Thursday, May 1, 2008

Deterministic chaos: the boundary between randomness and rules.

The statistical mechanics, which Boltzmann has made a vital contribution, made it possible to understand the processes underlying the behavior of systems formed by large amounts of elements - or particles - interacting, fundamental step for the development of entire fields of physics - thermodynamics, gas dynamics, plasma dynamics, quantum mechanics -. The price was a tribute to randomness.
No one today calls into question the great importance of probability theory to explain the physical mechanisms, but we are all aware of the contrast between the determinism of equations dynamics - often raised to the rank ambiguous and absurd "laws of nature" - and the mere estimate of Chance of random events.

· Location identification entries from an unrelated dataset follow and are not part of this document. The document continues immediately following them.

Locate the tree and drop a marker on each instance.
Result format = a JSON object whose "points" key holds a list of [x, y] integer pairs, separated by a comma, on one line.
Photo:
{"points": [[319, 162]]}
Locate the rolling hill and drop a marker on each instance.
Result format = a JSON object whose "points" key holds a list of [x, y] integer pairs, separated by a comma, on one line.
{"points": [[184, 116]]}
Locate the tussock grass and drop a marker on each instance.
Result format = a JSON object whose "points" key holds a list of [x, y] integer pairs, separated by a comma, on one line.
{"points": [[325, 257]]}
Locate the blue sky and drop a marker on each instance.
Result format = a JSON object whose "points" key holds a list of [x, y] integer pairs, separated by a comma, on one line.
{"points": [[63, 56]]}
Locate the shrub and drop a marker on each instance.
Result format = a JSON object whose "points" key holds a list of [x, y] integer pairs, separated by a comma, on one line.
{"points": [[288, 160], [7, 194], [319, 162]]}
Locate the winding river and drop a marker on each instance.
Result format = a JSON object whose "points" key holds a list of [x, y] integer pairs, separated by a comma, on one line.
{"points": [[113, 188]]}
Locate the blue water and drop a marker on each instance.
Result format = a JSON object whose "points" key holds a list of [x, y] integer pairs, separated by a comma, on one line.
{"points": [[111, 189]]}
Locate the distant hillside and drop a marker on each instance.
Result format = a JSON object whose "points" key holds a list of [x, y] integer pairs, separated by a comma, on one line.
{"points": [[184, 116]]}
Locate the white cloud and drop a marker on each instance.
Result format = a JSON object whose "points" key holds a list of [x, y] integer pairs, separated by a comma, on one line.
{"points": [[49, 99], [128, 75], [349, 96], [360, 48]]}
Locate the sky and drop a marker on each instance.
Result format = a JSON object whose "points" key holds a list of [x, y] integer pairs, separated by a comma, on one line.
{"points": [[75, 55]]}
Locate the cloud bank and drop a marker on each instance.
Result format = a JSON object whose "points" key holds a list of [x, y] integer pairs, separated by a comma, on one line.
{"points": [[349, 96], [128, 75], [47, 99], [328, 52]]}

Heisenberg, Gödel, Prigogine: these distinguished scholars, and many others have clarified that statistics is an essential method of investigation to understand phenomena and processes of nature and life. However there remains a sense of discomfort, and - in some cases - the disagreement with the intuition when you try to read the nature only with these instruments.
The ideas arising from deterministic chaos come help us to find a convergence of concepts that might seem very distant from each other:

Chaos is apparent randomness with a case purely deterministic. It is behavior with no rules governed entirely by the rules. The chaos lives in the shadows zone between order and randomness. [...] In some ways, in chaos there is a genuine randomness. With some approximation, one can say that the rules of a chaotic system attach microscopic randomness of the initial conditions and magnify it making it evident in its large scale behaviour. The debate is made more difficult by a philosophical problem: does true randomness really exist?

Ian Stewart: What shape is a snowflake? (translated from Italian).

1 comment:

Suneel Madhekar said...

Your blog is very interesting! The first application a computer-scientist can think of, when told about sensitivity to initial conditions and chaos, is a pseudo-random number generator!